On Wednesday, Florida Secretary of State Ken Detzner told the federal government’s top voting rights attorney, Voting Section Chief T. Christian Herren, Jr., in a letter that DOJ appeared to be placing the voting rights of non-citizens above legal voters because it told Florida to stop purging voter rolls, and that another federal agency, the Department of Homeland Security, was illegally withholding data to help identify non-citizens.

“This hardly seems like an approach earnestly designed to protect the integrity of elections and to ensure that eligible voters have their votes counted,” wrote Detzner. “It is an unfortunate but now undeniable fact that Florida’s voter rolls include individuals who are not citizens of the United States.”

This latest volley in the voting wars is not unique to Florida and based on unfortunate and undeniable facts that Detzner’s boss, Gov. Rick Scott, and other high Tea-Party officials overseeing elections in other states—namely Colorado, New Mexico and Michigan—do not want to earnestly discuss. That reality, beyond obvious election-year politics, is that states have established procedures for removing ineligible voters—people who die, are convicted felons, move out of state, or are incorrectly registered.

But these procedures vary with each class of voter and take time, which is intended to protect legal voters from being purged. That has been a bedrock principle of federal and state voting rights law and policy for decades. What is happening now is that states like Florida are doing computer analyses of their statewide voter lists using a variety of government databases that were never designed for vetting voters, particularly for citizenship. In Florida’s case, it wants to use that data for fast track voter purges.

“There are potential non-citizens.
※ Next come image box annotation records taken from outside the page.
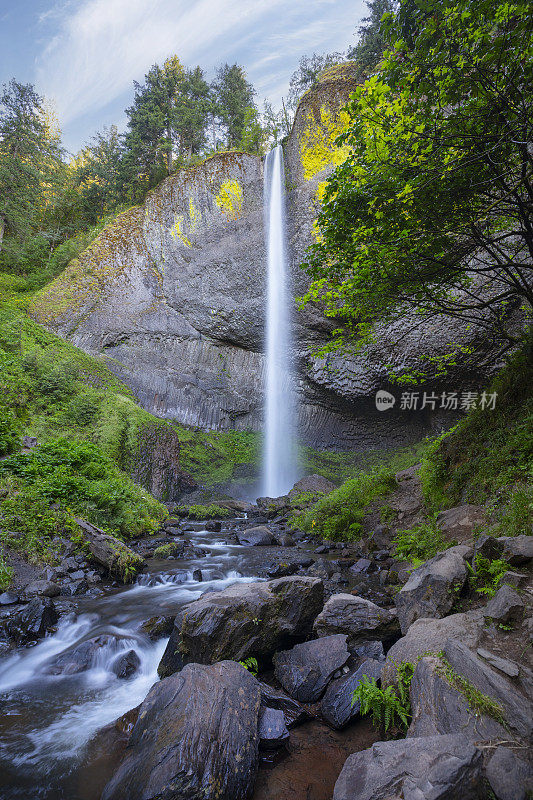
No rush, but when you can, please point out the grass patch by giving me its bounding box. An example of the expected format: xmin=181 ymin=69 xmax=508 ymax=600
xmin=392 ymin=517 xmax=450 ymax=567
xmin=291 ymin=467 xmax=397 ymax=540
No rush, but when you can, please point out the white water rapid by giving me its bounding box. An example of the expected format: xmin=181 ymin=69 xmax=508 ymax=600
xmin=262 ymin=145 xmax=298 ymax=497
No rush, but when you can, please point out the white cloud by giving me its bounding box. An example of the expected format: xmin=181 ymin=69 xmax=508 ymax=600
xmin=36 ymin=0 xmax=363 ymax=140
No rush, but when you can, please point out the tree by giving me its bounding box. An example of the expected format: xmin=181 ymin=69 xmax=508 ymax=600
xmin=74 ymin=125 xmax=122 ymax=225
xmin=347 ymin=0 xmax=398 ymax=74
xmin=304 ymin=0 xmax=533 ymax=366
xmin=172 ymin=67 xmax=213 ymax=158
xmin=287 ymin=53 xmax=344 ymax=110
xmin=213 ymin=64 xmax=255 ymax=147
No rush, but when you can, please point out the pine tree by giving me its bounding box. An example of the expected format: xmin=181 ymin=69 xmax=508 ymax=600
xmin=213 ymin=64 xmax=255 ymax=147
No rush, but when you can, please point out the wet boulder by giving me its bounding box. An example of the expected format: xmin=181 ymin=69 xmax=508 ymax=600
xmin=333 ymin=734 xmax=484 ymax=800
xmin=237 ymin=525 xmax=276 ymax=547
xmin=111 ymin=650 xmax=141 ymax=679
xmin=273 ymin=634 xmax=350 ymax=703
xmin=396 ymin=548 xmax=468 ymax=633
xmin=76 ymin=519 xmax=144 ymax=583
xmin=258 ymin=706 xmax=290 ymax=750
xmin=314 ymin=594 xmax=399 ymax=648
xmin=101 ymin=661 xmax=261 ymax=800
xmin=320 ymin=658 xmax=383 ymax=729
xmin=4 ymin=597 xmax=59 ymax=644
xmin=158 ymin=576 xmax=324 ymax=677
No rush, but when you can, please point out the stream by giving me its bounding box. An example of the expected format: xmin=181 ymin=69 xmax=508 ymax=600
xmin=0 ymin=531 xmax=258 ymax=800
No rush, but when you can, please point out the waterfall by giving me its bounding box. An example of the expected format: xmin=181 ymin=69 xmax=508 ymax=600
xmin=262 ymin=145 xmax=298 ymax=497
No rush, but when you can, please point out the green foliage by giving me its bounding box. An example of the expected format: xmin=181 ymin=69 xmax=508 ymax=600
xmin=175 ymin=505 xmax=233 ymax=520
xmin=352 ymin=661 xmax=415 ymax=731
xmin=239 ymin=656 xmax=259 ymax=676
xmin=438 ymin=657 xmax=507 ymax=727
xmin=0 ymin=438 xmax=165 ymax=536
xmin=0 ymin=550 xmax=13 ymax=592
xmin=303 ymin=0 xmax=533 ymax=360
xmin=420 ymin=341 xmax=533 ymax=510
xmin=291 ymin=467 xmax=396 ymax=540
xmin=467 ymin=553 xmax=509 ymax=597
xmin=392 ymin=518 xmax=448 ymax=567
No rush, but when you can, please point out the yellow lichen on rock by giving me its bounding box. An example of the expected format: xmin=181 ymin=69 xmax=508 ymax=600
xmin=170 ymin=214 xmax=192 ymax=247
xmin=300 ymin=107 xmax=350 ymax=180
xmin=215 ymin=180 xmax=243 ymax=219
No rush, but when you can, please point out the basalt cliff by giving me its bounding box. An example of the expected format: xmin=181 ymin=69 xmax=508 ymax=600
xmin=30 ymin=64 xmax=508 ymax=450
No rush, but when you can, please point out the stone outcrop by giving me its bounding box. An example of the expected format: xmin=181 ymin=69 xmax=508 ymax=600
xmin=158 ymin=577 xmax=324 ymax=677
xmin=30 ymin=63 xmax=508 ymax=454
xmin=102 ymin=661 xmax=261 ymax=800
xmin=333 ymin=734 xmax=484 ymax=800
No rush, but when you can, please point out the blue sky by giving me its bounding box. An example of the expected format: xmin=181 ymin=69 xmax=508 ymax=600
xmin=0 ymin=0 xmax=365 ymax=152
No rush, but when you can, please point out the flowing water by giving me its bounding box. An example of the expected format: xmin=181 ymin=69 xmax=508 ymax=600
xmin=0 ymin=531 xmax=255 ymax=800
xmin=262 ymin=145 xmax=298 ymax=497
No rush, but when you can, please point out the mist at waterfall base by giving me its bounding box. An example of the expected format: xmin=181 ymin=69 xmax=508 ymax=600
xmin=261 ymin=145 xmax=299 ymax=497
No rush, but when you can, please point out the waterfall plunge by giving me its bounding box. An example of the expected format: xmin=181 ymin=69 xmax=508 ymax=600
xmin=262 ymin=145 xmax=298 ymax=497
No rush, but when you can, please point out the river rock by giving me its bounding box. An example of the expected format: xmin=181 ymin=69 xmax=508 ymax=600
xmin=289 ymin=475 xmax=337 ymax=501
xmin=483 ymin=585 xmax=524 ymax=623
xmin=24 ymin=581 xmax=61 ymax=597
xmin=395 ymin=549 xmax=468 ymax=633
xmin=111 ymin=650 xmax=141 ymax=678
xmin=237 ymin=525 xmax=276 ymax=547
xmin=4 ymin=597 xmax=59 ymax=644
xmin=381 ymin=609 xmax=485 ymax=686
xmin=333 ymin=734 xmax=483 ymax=800
xmin=259 ymin=683 xmax=311 ymax=730
xmin=320 ymin=658 xmax=383 ymax=729
xmin=498 ymin=536 xmax=533 ymax=567
xmin=485 ymin=745 xmax=533 ymax=800
xmin=158 ymin=576 xmax=324 ymax=677
xmin=258 ymin=706 xmax=290 ymax=750
xmin=314 ymin=594 xmax=399 ymax=648
xmin=437 ymin=503 xmax=487 ymax=542
xmin=273 ymin=634 xmax=350 ymax=703
xmin=76 ymin=519 xmax=145 ymax=582
xmin=101 ymin=661 xmax=261 ymax=800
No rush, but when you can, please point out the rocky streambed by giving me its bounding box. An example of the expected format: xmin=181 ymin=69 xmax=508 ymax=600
xmin=0 ymin=488 xmax=533 ymax=800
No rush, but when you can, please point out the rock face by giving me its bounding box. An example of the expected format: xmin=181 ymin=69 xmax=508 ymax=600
xmin=102 ymin=661 xmax=260 ymax=800
xmin=314 ymin=594 xmax=399 ymax=648
xmin=31 ymin=63 xmax=508 ymax=450
xmin=274 ymin=634 xmax=350 ymax=703
xmin=396 ymin=549 xmax=468 ymax=633
xmin=158 ymin=577 xmax=324 ymax=677
xmin=333 ymin=734 xmax=485 ymax=800
xmin=320 ymin=658 xmax=383 ymax=728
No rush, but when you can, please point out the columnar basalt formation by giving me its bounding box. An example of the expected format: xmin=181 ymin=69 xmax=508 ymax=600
xmin=31 ymin=64 xmax=508 ymax=450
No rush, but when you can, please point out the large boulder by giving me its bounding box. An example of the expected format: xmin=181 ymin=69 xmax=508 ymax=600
xmin=314 ymin=594 xmax=400 ymax=648
xmin=333 ymin=734 xmax=485 ymax=800
xmin=237 ymin=525 xmax=276 ymax=547
xmin=101 ymin=661 xmax=261 ymax=800
xmin=158 ymin=576 xmax=324 ymax=677
xmin=4 ymin=597 xmax=59 ymax=644
xmin=320 ymin=658 xmax=383 ymax=729
xmin=381 ymin=609 xmax=485 ymax=686
xmin=437 ymin=503 xmax=487 ymax=542
xmin=76 ymin=519 xmax=145 ymax=583
xmin=396 ymin=548 xmax=468 ymax=633
xmin=408 ymin=640 xmax=533 ymax=742
xmin=289 ymin=475 xmax=337 ymax=501
xmin=274 ymin=634 xmax=350 ymax=703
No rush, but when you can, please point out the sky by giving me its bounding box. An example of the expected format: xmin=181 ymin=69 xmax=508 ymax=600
xmin=0 ymin=0 xmax=366 ymax=153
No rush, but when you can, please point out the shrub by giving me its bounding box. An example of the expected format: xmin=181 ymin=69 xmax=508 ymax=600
xmin=291 ymin=467 xmax=396 ymax=539
xmin=392 ymin=519 xmax=448 ymax=566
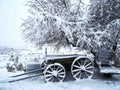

We don’t know how many are non-citizens,” Chris Cate, spokesman for Secretary of State Detzner said Thursday. “We don’t know how many names that DHS will be able to confirm, but we will confirm some.”

Under George W. Bush, the DOJ conducted a five-year nationwide investigation into voter fraud between 2002 and 2007, and found just 86 convictions in a country of more than 120 million voters. The Republican National Lawyers Association listed only 35 convictions in Florida between 1998 and 2011: more Floridians died from lightning. However, these facts have not stopped Florida’s latest voting rights crackdown.

Last week, DOJ’s Herren wrote to Florida saying that a mass purge would likely violate two federal laws, one that barred any substantial change in voting procedures in states covered by the Voting Rights Act of 1965, and another that barred any purge 90 days before federal elections under the National Voter Registration Act of 1993 (NVRA). Florida holds its 2012 congressional primaries in early August.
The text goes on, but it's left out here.